La diatribe sur le nom de ce plat (arancini à Catane et arancine à Palerme) dure depuis des siècles. Même l'historien palermitain Gaetano Basile s'est exprimé sur le sujet. Selon Basile, en fait, le nom de cette recette dérive de la similitude morphologique des savoureuses boules de riz aux oranges, également un symbole de la cuisine sicilienne. Pour cette raison, dit l'historien, il ne fait aucun doute que le véritable nom de ce plat est arancine.

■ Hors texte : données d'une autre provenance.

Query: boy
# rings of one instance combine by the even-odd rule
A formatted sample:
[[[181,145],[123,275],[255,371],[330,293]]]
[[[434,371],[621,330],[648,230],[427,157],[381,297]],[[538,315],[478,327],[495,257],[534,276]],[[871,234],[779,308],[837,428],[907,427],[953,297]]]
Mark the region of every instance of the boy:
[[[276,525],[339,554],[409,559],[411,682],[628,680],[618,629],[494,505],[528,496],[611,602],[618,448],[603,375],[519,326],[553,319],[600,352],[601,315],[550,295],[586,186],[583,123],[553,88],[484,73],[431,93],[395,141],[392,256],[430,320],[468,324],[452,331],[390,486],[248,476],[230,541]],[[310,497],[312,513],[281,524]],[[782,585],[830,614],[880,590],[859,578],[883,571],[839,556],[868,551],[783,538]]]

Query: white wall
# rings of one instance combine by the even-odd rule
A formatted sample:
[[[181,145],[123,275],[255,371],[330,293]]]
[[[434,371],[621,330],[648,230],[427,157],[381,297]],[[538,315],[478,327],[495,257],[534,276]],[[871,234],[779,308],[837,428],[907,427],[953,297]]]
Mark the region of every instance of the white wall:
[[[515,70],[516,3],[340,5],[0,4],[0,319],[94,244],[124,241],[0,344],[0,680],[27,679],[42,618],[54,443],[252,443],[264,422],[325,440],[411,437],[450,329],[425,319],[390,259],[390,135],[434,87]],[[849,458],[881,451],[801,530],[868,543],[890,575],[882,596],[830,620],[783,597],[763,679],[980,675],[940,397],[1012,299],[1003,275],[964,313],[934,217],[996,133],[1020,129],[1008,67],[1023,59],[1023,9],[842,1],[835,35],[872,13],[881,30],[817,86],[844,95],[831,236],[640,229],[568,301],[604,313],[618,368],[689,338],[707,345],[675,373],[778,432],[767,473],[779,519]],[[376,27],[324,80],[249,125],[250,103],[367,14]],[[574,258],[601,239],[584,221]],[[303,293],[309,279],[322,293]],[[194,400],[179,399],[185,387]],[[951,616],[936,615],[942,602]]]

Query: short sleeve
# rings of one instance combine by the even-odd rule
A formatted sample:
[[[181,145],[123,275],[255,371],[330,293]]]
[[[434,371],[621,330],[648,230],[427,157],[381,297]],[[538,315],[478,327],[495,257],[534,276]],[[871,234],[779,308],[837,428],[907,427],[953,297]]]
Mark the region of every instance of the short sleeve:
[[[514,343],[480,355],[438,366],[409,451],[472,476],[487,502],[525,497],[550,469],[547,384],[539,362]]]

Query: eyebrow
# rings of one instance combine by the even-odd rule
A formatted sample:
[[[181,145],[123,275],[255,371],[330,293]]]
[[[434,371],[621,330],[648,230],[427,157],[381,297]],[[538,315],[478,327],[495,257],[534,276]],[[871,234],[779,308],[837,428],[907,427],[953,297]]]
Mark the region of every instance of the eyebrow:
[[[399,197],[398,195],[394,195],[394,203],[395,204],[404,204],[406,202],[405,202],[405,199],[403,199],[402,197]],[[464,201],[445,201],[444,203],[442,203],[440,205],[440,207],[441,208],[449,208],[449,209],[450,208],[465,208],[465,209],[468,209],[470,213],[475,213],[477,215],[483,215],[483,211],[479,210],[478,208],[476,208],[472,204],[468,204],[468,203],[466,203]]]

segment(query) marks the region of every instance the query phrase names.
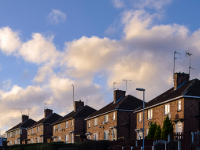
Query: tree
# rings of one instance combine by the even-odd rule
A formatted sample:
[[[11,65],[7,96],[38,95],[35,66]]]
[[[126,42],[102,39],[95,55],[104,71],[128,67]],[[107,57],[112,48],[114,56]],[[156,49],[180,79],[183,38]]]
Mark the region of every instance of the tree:
[[[160,137],[161,137],[161,127],[160,127],[160,125],[158,125],[156,128],[154,139],[159,139]]]
[[[147,139],[153,139],[154,138],[154,135],[155,135],[155,132],[156,132],[156,128],[157,128],[156,123],[152,123],[150,125],[149,132],[148,132],[148,135],[147,135]]]
[[[173,124],[172,122],[169,120],[169,117],[167,116],[164,120],[163,123],[163,129],[161,132],[161,138],[167,138],[168,134],[173,133],[174,129],[173,129]]]

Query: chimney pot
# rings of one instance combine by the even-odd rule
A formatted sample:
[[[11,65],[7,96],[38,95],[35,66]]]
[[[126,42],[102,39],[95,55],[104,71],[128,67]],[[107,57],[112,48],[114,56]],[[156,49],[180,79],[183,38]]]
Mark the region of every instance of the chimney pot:
[[[122,97],[125,97],[126,95],[126,91],[122,91],[122,90],[115,90],[114,91],[114,103],[116,103],[116,101]]]
[[[53,110],[51,109],[45,109],[44,110],[44,118],[46,118],[47,116],[51,115],[53,113]]]
[[[29,119],[29,117],[28,117],[27,115],[22,115],[22,123],[23,123],[24,121],[28,120],[28,119]]]
[[[75,101],[74,102],[74,112],[76,112],[77,109],[79,109],[80,107],[84,106],[84,102],[79,100],[79,101]]]
[[[174,73],[174,90],[176,90],[181,84],[189,81],[189,74],[186,73]]]

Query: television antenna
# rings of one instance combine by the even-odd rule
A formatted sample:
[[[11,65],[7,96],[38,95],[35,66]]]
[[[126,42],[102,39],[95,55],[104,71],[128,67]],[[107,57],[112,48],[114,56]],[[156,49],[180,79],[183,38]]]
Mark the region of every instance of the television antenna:
[[[181,53],[179,53],[179,52],[177,52],[176,50],[174,51],[174,68],[173,68],[173,79],[174,79],[174,73],[175,73],[175,61],[176,61],[176,59],[178,59],[178,58],[176,58],[176,54],[179,54],[179,55],[181,55]]]
[[[75,87],[75,85],[72,84],[72,87],[73,87],[73,106],[74,106],[74,87]]]
[[[191,55],[192,55],[191,53],[189,53],[187,51],[185,52],[185,56],[189,57],[189,78],[190,78],[190,70],[191,69],[195,70],[194,68],[191,67]]]
[[[119,83],[113,82],[113,91],[115,90],[115,84],[119,84]]]
[[[126,92],[127,92],[127,82],[128,82],[128,81],[131,81],[131,80],[126,80],[126,79],[124,79],[123,81],[126,81]]]

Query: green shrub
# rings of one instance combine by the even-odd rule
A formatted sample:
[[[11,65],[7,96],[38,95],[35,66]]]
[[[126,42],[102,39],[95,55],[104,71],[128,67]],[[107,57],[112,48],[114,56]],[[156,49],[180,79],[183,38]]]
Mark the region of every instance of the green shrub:
[[[85,141],[76,144],[77,150],[106,150],[110,146],[110,141]]]
[[[167,116],[164,120],[163,123],[163,129],[161,132],[161,138],[167,138],[168,134],[173,133],[173,124],[172,122],[169,120],[169,117]]]
[[[149,127],[149,133],[147,135],[147,139],[154,139],[154,135],[156,132],[157,125],[156,123],[152,123]]]
[[[160,127],[160,125],[157,126],[156,133],[154,135],[154,139],[159,139],[159,138],[161,138],[161,127]]]

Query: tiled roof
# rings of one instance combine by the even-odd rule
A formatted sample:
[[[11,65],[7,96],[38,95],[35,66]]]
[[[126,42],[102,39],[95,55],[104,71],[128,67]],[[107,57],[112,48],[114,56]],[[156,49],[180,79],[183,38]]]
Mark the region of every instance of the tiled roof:
[[[65,115],[64,117],[60,118],[59,120],[57,120],[55,123],[53,124],[58,124],[60,122],[69,120],[71,118],[86,118],[88,117],[90,114],[94,113],[96,111],[96,109],[90,107],[90,106],[83,106],[81,108],[79,108],[78,110],[76,110],[75,112],[72,111],[69,114]]]
[[[120,110],[135,110],[139,106],[141,106],[143,103],[142,100],[132,96],[132,95],[127,95],[121,100],[118,100],[116,103],[109,103],[105,107],[101,108],[100,110],[94,112],[93,114],[89,115],[86,119],[89,119],[94,116],[99,116],[103,113],[113,111],[115,109],[120,109]]]
[[[200,80],[193,79],[184,83],[181,87],[174,90],[174,87],[170,88],[166,92],[150,100],[145,104],[145,107],[151,107],[153,105],[165,102],[167,100],[179,97],[179,96],[199,96],[200,97]],[[142,109],[142,106],[139,108]]]
[[[53,113],[50,116],[46,117],[46,118],[42,118],[41,120],[39,120],[38,122],[34,123],[32,126],[30,126],[29,128],[38,126],[40,124],[52,124],[54,122],[56,122],[58,119],[62,118],[62,116]]]
[[[17,124],[16,126],[12,127],[11,129],[9,129],[6,132],[9,132],[9,131],[12,131],[12,130],[15,130],[15,129],[19,129],[19,128],[27,128],[27,127],[31,126],[32,124],[34,124],[34,123],[35,123],[34,120],[28,119],[28,120],[24,121],[23,123],[20,122],[19,124]]]

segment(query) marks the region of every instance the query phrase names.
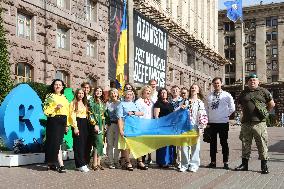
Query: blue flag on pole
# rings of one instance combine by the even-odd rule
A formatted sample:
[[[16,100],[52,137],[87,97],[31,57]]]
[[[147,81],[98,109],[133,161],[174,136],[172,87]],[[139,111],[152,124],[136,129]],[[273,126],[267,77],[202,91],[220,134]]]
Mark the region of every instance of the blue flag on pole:
[[[242,0],[226,1],[224,5],[227,7],[227,17],[236,22],[239,18],[243,17]]]

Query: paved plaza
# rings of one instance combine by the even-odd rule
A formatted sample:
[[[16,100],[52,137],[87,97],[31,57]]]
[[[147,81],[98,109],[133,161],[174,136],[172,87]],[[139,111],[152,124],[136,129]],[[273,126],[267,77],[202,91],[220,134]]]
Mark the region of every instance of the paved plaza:
[[[231,126],[229,132],[230,167],[240,161],[241,143],[238,139],[240,127]],[[81,173],[74,170],[74,162],[66,161],[68,172],[60,174],[46,171],[44,165],[0,168],[0,188],[284,188],[284,128],[268,128],[270,174],[260,174],[257,149],[252,147],[252,158],[248,172],[224,170],[221,167],[221,148],[217,154],[216,169],[204,166],[210,161],[209,144],[202,142],[201,168],[197,173],[180,173],[174,168],[160,169],[152,166],[148,171],[134,169],[90,171]]]

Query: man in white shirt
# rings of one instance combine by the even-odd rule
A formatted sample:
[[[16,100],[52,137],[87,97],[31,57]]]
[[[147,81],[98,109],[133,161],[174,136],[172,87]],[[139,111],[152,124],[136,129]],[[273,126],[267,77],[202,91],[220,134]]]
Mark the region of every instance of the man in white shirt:
[[[211,163],[209,168],[216,167],[217,153],[217,134],[219,134],[222,146],[224,169],[229,169],[229,117],[235,111],[235,103],[232,95],[221,89],[222,78],[215,77],[212,80],[214,91],[208,95],[208,127],[211,132],[210,157]]]

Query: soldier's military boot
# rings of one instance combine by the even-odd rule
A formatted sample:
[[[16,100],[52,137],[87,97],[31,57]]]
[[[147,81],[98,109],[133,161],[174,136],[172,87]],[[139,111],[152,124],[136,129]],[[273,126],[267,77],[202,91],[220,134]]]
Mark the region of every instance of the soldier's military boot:
[[[236,167],[235,171],[248,171],[248,159],[242,158],[242,164]]]
[[[261,160],[261,174],[268,174],[267,160]]]

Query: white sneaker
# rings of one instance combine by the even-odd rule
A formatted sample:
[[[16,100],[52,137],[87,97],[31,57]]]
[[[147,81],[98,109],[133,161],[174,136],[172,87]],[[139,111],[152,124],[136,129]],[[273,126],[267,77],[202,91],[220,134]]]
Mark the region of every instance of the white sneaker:
[[[82,166],[82,167],[79,167],[78,170],[81,171],[81,172],[83,172],[83,173],[87,173],[87,172],[90,171],[90,169],[89,169],[86,165],[84,165],[84,166]]]
[[[185,167],[181,167],[178,171],[183,173],[183,172],[186,171],[186,168]]]
[[[113,164],[110,164],[110,165],[108,166],[108,168],[110,168],[110,169],[115,169],[115,166],[114,166]]]
[[[189,170],[190,172],[196,173],[197,170],[198,170],[198,167],[190,167],[188,170]]]

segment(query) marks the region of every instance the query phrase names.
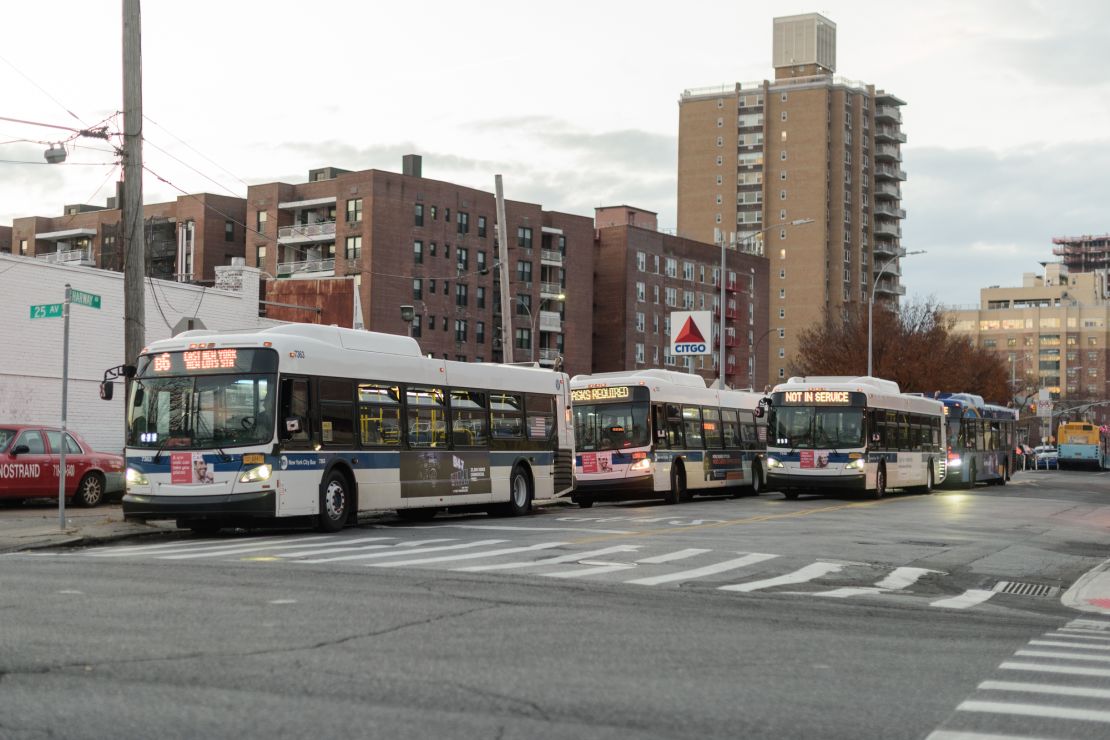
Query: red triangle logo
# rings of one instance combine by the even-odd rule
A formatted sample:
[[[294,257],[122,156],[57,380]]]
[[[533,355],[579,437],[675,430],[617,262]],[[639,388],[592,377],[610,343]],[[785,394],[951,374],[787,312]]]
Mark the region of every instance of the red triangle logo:
[[[682,325],[679,330],[678,336],[674,340],[675,344],[705,344],[705,337],[698,331],[698,325],[694,323],[693,316],[686,317],[686,323]]]

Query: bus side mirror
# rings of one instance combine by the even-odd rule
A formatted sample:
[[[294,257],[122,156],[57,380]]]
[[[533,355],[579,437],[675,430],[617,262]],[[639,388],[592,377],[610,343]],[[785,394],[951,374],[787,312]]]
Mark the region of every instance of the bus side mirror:
[[[15,457],[16,455],[26,455],[30,451],[31,448],[27,445],[16,445],[15,449],[12,450],[12,457]]]
[[[285,420],[285,436],[286,438],[292,437],[294,434],[299,434],[301,431],[301,418],[299,416],[290,416]]]
[[[115,387],[115,383],[113,383],[110,380],[105,380],[103,383],[101,383],[100,384],[100,400],[101,401],[111,401],[112,400],[112,389],[114,387]]]
[[[143,390],[143,387],[140,385],[138,388],[135,389],[135,402],[132,405],[135,406],[136,408],[138,408],[139,406],[142,406],[143,405],[143,399],[145,397],[146,397],[146,391]]]

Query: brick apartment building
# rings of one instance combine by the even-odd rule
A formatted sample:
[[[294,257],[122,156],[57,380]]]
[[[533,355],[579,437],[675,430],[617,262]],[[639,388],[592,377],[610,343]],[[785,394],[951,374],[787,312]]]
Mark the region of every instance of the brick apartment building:
[[[826,313],[897,300],[904,103],[834,77],[836,24],[774,19],[775,79],[686,90],[679,101],[678,234],[765,254],[765,345],[784,378],[799,333]],[[813,223],[792,226],[795,220]]]
[[[1102,236],[1058,236],[1052,254],[1059,257],[1068,272],[1094,272],[1110,269],[1110,234]]]
[[[668,368],[717,379],[718,355],[667,354],[672,311],[711,310],[719,348],[721,249],[658,231],[655,214],[629,206],[598,208],[594,274],[594,371]],[[758,356],[768,335],[768,263],[726,250],[725,383],[763,388]]]
[[[108,205],[67,205],[61,216],[27,216],[12,222],[7,249],[55,264],[123,271],[117,198]],[[226,195],[182,195],[143,206],[147,275],[162,280],[211,283],[215,268],[242,257],[246,201]]]
[[[411,330],[426,353],[501,360],[496,213],[492,193],[425,178],[416,155],[404,158],[400,174],[325,167],[306,183],[249,188],[247,263],[271,276],[270,318],[311,321],[296,306],[328,311],[329,300],[343,300],[359,307],[364,328]],[[512,305],[505,339],[514,361],[590,372],[593,222],[512,200],[505,214]],[[326,297],[323,286],[336,279],[346,279],[353,300],[342,289]],[[301,289],[302,280],[319,288]],[[313,293],[317,303],[306,300]],[[411,326],[402,305],[415,309]]]

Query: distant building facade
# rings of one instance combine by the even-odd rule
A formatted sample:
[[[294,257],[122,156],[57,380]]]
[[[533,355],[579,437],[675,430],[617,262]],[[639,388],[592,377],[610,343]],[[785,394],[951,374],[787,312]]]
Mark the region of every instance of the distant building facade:
[[[598,208],[594,268],[595,372],[666,368],[718,377],[721,248],[658,231],[655,214],[630,206]],[[726,250],[725,383],[762,389],[757,355],[768,335],[767,260]],[[673,311],[712,311],[712,356],[668,353]]]
[[[1058,236],[1052,240],[1052,253],[1069,272],[1095,272],[1110,269],[1110,234],[1102,236]]]
[[[772,382],[802,330],[897,300],[904,102],[834,77],[836,24],[774,19],[775,79],[679,100],[678,234],[766,255]],[[795,220],[813,223],[791,226]]]
[[[352,298],[346,289],[321,289],[316,305],[336,310],[329,295],[352,307],[357,300],[363,328],[411,331],[436,357],[499,361],[507,341],[514,361],[590,372],[593,221],[512,200],[505,212],[512,331],[504,338],[495,197],[423,177],[416,155],[404,158],[401,173],[327,167],[305,183],[252,185],[247,262],[270,283],[349,278]],[[273,288],[267,301],[312,305],[304,296],[287,300],[284,285]],[[402,305],[414,307],[411,325]],[[317,320],[312,312],[265,307],[269,317]]]
[[[997,353],[1020,392],[1045,388],[1057,399],[1105,399],[1110,296],[1102,272],[1070,273],[1049,263],[1021,287],[992,286],[976,309],[949,312],[956,333]]]

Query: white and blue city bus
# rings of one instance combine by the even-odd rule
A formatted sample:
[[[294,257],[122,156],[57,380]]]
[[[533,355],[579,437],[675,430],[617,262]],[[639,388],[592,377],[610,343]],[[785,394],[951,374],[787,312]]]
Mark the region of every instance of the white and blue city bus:
[[[973,393],[937,392],[933,397],[944,404],[945,487],[1006,485],[1014,470],[1017,410],[986,403]]]
[[[576,375],[571,379],[575,489],[595,501],[662,498],[763,488],[766,435],[755,410],[763,395],[707,388],[671,370]]]
[[[767,484],[789,499],[822,490],[881,498],[944,480],[944,404],[893,381],[791,378],[769,406]]]
[[[423,357],[409,337],[289,324],[143,350],[123,512],[178,526],[443,507],[519,515],[569,493],[568,378]]]

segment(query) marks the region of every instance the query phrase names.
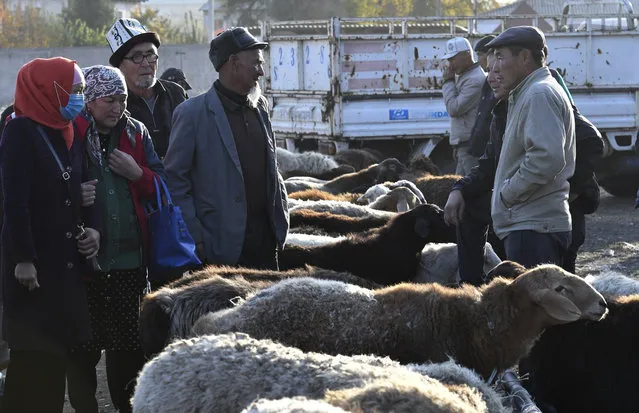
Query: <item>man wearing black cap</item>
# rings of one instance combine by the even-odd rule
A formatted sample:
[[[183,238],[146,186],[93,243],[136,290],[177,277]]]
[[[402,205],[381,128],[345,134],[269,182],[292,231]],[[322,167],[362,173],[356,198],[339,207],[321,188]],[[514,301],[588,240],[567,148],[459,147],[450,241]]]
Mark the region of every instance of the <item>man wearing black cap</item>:
[[[173,110],[186,99],[176,83],[157,79],[160,37],[135,19],[118,19],[106,34],[112,66],[124,74],[129,91],[127,110],[147,127],[155,152],[164,158]]]
[[[507,29],[487,47],[495,50],[491,71],[510,90],[491,199],[495,234],[510,260],[526,267],[561,265],[571,231],[572,106],[545,66],[548,49],[537,28]]]
[[[169,67],[160,76],[161,80],[168,80],[182,86],[184,90],[191,90],[191,85],[186,81],[186,76],[181,69],[177,67]]]
[[[288,201],[277,171],[259,42],[245,28],[211,41],[219,79],[175,111],[164,160],[169,190],[208,264],[277,269]]]

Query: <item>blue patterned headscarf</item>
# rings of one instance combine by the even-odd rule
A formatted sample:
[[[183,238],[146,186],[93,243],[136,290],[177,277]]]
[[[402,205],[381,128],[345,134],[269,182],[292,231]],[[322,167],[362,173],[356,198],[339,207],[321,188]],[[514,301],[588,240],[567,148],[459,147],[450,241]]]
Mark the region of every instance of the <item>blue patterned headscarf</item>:
[[[84,97],[87,102],[96,99],[126,95],[126,81],[120,69],[111,66],[89,66],[82,69],[86,87]]]

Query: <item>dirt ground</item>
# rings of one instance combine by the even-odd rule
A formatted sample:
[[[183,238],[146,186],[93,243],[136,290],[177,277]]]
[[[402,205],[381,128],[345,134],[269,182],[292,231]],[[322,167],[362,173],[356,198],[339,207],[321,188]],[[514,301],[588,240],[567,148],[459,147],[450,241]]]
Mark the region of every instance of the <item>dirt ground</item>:
[[[639,277],[639,210],[634,209],[634,199],[616,198],[602,191],[599,210],[587,217],[586,228],[586,242],[577,258],[579,275],[613,270]],[[100,413],[114,413],[103,360],[98,365]],[[68,400],[64,413],[73,413]]]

Et en effet, la similitude entre les arancini et le fruit juteux est évidente. Cependant, la démonstration de Basile ne semble pas suffisante. Du moins selon l'Association des Deux-Siciles qui, prenant pour source un dictionnaire sicilien-italien, affirme :
Après tant d'années de querelles étymologiques, l'histoire semble donner raison aux Catanais : en effet, même à Palerme, pendant le Royaume des Deux-Siciles, on disait "arancinu". Il est probable qu'en Sicile occidentale, le terme a été mal prononcé au fil des ans, ce qui n'aurait pas été le cas dans la région de Catane. C'est en fait le résultat de la découverte d'un dictionnaire sicilien de 1857 par Giuseppe Biundi de Palerme". L'arancino, en fait, est né pendant la période de domination sarrasine en Sicile, lorsque lors des banquets, il était de coutume de disposer au centre de la table un riche plateau de riz parfumé au safran et assaisonné de légumes et de viande.
La première version de l'arancino était donc celle d'une simple timbale de riz, à consommer nature et sans la tomate, qui, à l'époque, devait encore être importée des Amériques.
L'idée de donner à cette délicieuse recette un soupçon de croustillant et la forme ronde classique, en revanche, découle d'un besoin pratique : il semble que le roi Frédéric II aimait tellement ce plat qu'il voulait l'emporter avec lui lors de ses expéditions de chasse. C'est à ce moment-là qu'est née la chapelure parfumée de l'arancino, idéale pour rendre transportable cette délicieuse timbale de riz.